Fair enough: there is little more tiresome than right-wing people pointing at left-wingers and calling out hypocrisy. The darker current behind these instances, though, is one that is destabilizing for liberal democracy. It is something that goes beyond mere hypocrisy.
We have reached the stage where those who manage the media and other institutions simply do not accept as true facts that do not fit into their preferred narrative. This is how Finland, Ireland, Scotland, England, and other liberal democracies can pass laws that have more in common with authoritarian regimes, even totalitarian ones—yet escape condemnation from would-be defenders of liberal democracy. They likely don’t even see the problem.
In her 1951 classic study The Origins of Totalitarianism, Hannah Arendt said that a totalitarian state is one that seeks not only political control, but also to define and control people’s perception of reality. Moreover, she said that in a totalitarian society, “What convinces the masses are not facts, and not even invented facts, but only the consistency of the system of which they are presumably a part.”

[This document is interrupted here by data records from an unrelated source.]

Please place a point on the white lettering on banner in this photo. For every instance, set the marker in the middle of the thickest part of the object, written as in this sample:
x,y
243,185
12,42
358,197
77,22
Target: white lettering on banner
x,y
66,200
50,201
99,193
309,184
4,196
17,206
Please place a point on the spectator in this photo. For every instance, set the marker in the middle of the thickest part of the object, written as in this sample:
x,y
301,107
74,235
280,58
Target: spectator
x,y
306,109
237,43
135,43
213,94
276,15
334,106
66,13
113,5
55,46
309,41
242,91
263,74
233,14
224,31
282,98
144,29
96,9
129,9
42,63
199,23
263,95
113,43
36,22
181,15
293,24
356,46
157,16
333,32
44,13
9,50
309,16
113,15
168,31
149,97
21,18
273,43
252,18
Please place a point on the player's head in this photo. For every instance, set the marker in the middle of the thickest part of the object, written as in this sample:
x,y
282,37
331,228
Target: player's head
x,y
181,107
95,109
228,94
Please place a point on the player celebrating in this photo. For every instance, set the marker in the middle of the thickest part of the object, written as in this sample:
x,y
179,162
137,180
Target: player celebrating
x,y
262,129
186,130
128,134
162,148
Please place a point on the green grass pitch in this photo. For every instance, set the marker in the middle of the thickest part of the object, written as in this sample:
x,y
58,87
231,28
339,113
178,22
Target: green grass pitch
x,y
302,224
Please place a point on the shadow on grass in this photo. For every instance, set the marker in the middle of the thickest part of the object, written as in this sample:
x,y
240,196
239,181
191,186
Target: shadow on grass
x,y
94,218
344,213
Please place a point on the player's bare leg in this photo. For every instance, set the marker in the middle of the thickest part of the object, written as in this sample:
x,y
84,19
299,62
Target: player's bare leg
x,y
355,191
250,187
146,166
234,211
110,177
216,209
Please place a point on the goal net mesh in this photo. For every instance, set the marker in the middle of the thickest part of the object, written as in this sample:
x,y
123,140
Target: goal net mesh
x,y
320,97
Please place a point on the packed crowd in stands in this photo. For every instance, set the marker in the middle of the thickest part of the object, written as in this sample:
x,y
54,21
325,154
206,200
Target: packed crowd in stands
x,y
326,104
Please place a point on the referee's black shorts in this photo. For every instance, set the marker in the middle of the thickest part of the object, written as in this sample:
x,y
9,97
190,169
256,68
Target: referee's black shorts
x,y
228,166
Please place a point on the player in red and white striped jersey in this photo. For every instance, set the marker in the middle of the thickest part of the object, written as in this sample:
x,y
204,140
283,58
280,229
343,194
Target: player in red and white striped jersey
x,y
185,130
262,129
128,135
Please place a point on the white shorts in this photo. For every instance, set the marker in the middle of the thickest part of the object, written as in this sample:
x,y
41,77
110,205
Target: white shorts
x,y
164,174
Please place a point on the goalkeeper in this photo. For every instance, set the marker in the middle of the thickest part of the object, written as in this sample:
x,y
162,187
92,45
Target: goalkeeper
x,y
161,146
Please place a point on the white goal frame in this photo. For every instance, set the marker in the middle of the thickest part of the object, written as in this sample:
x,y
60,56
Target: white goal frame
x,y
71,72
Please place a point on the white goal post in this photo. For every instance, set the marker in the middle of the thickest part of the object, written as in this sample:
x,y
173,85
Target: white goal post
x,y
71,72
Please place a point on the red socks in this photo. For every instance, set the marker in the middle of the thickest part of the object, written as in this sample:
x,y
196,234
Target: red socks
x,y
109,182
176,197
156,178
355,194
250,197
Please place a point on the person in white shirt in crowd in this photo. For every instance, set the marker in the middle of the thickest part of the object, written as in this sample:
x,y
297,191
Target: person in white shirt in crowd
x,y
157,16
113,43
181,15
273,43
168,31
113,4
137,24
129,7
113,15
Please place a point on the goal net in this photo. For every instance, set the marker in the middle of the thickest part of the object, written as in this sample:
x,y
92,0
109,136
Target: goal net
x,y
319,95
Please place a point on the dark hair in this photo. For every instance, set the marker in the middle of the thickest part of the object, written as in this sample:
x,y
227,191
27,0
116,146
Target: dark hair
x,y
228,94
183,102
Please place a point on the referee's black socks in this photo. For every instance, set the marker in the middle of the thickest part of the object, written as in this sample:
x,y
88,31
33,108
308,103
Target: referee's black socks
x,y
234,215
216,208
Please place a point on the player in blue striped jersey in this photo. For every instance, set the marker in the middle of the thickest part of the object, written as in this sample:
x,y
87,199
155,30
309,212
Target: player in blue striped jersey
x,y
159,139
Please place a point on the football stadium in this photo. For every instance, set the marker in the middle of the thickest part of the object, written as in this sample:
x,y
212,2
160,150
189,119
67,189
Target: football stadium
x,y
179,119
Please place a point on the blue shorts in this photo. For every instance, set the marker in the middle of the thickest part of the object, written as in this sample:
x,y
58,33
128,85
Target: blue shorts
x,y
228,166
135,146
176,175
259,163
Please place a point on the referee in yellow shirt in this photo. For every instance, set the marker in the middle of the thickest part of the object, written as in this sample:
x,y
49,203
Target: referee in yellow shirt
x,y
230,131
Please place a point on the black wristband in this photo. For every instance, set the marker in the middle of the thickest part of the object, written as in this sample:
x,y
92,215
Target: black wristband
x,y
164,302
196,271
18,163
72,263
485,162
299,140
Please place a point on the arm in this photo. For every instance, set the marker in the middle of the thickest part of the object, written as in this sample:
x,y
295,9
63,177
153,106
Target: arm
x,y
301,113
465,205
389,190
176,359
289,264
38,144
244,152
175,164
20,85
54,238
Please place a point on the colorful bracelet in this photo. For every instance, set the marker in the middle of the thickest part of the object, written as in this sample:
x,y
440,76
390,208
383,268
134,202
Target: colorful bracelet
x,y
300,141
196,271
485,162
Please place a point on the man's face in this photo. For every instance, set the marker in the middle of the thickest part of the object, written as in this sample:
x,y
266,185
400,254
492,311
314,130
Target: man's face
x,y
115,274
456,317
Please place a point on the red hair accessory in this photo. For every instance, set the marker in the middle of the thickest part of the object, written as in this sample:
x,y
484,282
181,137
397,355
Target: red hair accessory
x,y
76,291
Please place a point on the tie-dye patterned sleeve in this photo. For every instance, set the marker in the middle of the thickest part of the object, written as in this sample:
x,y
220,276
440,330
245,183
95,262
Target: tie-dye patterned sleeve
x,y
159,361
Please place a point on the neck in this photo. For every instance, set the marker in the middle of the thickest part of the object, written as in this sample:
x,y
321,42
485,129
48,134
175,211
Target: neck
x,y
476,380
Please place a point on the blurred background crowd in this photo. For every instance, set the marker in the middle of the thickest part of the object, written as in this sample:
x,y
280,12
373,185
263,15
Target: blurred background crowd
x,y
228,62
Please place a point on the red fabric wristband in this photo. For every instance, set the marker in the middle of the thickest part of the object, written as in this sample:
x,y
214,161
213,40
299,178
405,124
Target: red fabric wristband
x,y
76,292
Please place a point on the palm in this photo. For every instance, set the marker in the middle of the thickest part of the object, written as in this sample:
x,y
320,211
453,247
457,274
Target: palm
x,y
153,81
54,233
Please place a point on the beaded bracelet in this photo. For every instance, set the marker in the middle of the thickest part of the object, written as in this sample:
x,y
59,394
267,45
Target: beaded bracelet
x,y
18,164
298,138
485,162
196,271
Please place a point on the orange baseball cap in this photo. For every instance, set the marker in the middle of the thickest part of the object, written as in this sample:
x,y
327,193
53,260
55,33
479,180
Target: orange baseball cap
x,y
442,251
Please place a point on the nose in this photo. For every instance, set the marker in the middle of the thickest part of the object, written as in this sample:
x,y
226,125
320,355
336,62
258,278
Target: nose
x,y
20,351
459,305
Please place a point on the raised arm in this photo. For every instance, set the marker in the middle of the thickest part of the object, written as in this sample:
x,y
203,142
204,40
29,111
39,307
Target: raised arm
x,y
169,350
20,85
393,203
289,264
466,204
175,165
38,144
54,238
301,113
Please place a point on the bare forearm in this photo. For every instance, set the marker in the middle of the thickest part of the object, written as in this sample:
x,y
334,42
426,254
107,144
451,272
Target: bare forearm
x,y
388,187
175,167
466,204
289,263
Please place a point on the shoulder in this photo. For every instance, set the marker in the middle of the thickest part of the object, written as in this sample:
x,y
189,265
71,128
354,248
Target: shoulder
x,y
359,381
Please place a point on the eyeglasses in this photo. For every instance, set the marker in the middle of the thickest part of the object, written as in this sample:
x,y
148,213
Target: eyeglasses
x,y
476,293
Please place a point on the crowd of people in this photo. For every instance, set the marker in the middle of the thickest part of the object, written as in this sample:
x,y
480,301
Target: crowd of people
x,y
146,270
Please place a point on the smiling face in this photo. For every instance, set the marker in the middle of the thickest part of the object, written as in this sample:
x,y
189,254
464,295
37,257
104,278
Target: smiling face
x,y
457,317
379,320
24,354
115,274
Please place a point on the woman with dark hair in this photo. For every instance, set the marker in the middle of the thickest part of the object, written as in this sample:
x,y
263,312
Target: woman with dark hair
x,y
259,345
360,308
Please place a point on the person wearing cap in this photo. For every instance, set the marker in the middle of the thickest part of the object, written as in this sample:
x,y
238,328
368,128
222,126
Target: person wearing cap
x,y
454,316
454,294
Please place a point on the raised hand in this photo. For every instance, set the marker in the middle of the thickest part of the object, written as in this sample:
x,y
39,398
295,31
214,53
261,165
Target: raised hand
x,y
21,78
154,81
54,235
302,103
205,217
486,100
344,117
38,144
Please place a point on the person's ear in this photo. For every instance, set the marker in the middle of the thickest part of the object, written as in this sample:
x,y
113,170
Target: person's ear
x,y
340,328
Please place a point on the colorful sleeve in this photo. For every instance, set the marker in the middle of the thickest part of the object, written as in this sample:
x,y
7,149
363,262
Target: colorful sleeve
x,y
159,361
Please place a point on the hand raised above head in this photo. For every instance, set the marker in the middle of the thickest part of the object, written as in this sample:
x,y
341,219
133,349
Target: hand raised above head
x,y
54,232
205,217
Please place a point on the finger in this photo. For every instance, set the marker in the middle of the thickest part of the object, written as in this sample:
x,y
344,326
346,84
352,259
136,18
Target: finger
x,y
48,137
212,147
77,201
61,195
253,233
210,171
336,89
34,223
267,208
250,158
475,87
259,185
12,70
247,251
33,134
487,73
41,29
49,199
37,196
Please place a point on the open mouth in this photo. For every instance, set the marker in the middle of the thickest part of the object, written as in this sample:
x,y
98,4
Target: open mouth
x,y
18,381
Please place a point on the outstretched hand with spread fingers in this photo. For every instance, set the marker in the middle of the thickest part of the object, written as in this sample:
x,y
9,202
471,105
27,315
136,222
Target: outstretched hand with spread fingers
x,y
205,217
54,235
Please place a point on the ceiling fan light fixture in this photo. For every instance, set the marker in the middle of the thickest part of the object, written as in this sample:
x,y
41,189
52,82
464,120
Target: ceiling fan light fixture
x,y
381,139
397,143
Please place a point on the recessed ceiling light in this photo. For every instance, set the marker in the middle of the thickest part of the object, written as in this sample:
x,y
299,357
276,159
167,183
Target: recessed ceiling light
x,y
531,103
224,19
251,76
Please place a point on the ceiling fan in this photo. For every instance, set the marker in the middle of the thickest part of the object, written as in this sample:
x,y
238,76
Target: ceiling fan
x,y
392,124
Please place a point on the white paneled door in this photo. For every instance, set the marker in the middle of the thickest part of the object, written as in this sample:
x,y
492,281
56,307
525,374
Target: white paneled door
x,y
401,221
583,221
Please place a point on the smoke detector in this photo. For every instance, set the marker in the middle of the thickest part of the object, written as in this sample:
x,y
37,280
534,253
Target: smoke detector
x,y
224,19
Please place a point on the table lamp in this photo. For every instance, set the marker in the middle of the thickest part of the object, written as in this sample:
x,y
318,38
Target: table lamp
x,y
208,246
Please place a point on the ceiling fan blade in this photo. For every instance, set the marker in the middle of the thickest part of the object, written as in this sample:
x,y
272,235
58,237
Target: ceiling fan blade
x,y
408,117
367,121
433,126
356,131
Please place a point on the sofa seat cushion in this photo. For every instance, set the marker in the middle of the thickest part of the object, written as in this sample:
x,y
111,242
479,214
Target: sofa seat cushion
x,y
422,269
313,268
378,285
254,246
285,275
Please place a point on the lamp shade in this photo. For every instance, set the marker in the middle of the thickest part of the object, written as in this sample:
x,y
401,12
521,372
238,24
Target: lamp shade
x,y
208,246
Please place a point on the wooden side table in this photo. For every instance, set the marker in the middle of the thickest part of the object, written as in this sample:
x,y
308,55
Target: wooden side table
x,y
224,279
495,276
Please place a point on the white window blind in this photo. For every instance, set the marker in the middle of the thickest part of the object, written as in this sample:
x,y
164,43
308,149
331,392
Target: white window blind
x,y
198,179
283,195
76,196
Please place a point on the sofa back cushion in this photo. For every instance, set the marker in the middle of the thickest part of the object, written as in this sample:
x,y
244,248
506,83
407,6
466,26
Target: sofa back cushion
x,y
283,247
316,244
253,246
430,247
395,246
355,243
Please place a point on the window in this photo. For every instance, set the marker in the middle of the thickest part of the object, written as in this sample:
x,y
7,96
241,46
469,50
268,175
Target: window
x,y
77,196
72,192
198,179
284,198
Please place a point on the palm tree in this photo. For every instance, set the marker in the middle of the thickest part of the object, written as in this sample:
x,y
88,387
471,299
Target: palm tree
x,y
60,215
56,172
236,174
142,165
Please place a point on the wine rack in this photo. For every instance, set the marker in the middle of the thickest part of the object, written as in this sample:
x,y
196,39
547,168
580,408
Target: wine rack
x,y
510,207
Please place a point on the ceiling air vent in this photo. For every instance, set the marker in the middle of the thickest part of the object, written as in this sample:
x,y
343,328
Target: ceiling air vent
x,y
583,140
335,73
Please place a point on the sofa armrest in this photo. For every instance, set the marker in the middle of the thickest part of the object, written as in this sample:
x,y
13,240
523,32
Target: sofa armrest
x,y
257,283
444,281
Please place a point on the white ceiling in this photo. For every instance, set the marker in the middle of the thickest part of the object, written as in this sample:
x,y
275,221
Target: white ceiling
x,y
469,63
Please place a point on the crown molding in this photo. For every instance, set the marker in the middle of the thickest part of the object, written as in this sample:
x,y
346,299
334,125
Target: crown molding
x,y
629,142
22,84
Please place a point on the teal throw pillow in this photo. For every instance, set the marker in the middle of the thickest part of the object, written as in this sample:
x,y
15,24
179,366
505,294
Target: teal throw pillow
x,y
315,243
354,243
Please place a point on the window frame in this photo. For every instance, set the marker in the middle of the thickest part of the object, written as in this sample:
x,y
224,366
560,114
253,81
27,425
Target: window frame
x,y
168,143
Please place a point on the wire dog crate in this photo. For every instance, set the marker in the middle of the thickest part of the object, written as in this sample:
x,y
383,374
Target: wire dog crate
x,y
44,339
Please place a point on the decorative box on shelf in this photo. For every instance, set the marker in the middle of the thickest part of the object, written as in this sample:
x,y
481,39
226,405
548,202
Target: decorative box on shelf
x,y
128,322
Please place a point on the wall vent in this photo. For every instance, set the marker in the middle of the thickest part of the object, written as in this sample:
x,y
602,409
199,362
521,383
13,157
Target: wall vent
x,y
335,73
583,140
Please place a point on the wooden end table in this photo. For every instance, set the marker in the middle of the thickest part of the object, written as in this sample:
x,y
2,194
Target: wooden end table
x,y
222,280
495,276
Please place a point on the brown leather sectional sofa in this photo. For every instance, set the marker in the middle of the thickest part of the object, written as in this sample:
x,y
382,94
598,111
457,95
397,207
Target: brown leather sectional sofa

You can see this process at work on the Left within the media, which is the chief definer of reality beyond our personal circles. Again, this is not new. Around twenty years ago, when the United States was debating the gay marriage issue, the media made no attempt to give a fair accounting of the pros and cons. As one journalist colleague told me, to give attention to Christians and other social conservatives who opposed same-sex marriage would be the moral equivalent of giving equal treatment to the Ku Klux Klan during the black civil rights movement.
In Texas, the state where we worked, more than half the population at the time opposed same-sex marriage. But in our newsroom, very few people opposed it, and those who did kept their mouths shut, for fear that they would be punished for bigotry.
Again, so what? The liberal media lies? This is news?
Yes, for this reason: in liberal democracies, faith in public institutions is collapsing, even as the global economic and national security situation grows more unstable. Surveying the political scene in pre-Nazi Germany, Hannah Arendt noted a “terrifying negative solidarity” among a diverse number of people, who were united in their belief that all the people involved in public institutions were fools and knaves.
With European elections coming up, one hopes that European publics understand that the ruling classes in their countries—including media figures—are often misleading them into thinking the world is other than as it is. If they can convince people within their own countries and media environments that conservative Hungary is a dictatorship (and who will tell those people otherwise?), then these ruling classes stand to redirect criticism that ought to be aimed at them, for how they have governed. You can fool a lot of people, a lot of the time, by following a Leninist who/whom strategy—especially when you have near-hegemony over the information environment.
It can’t last forever. Eventually, enough people will begin to see through “who/whom,” and start to focus on what the ruling class is doing, and not doing—and want to know why they have to live with the lies that support the liberal status quo.
Then again, maybe not. Imagine that inside of their jail cells in Ireland and the UK, political prisoners convicted of hate speech inwardly rejoice that however miserable their own confinement, at least their democratic countries aren’t like terrible, horrible, no-good Hungary. In that case, these poor souls truly will have learned to love Big Brother.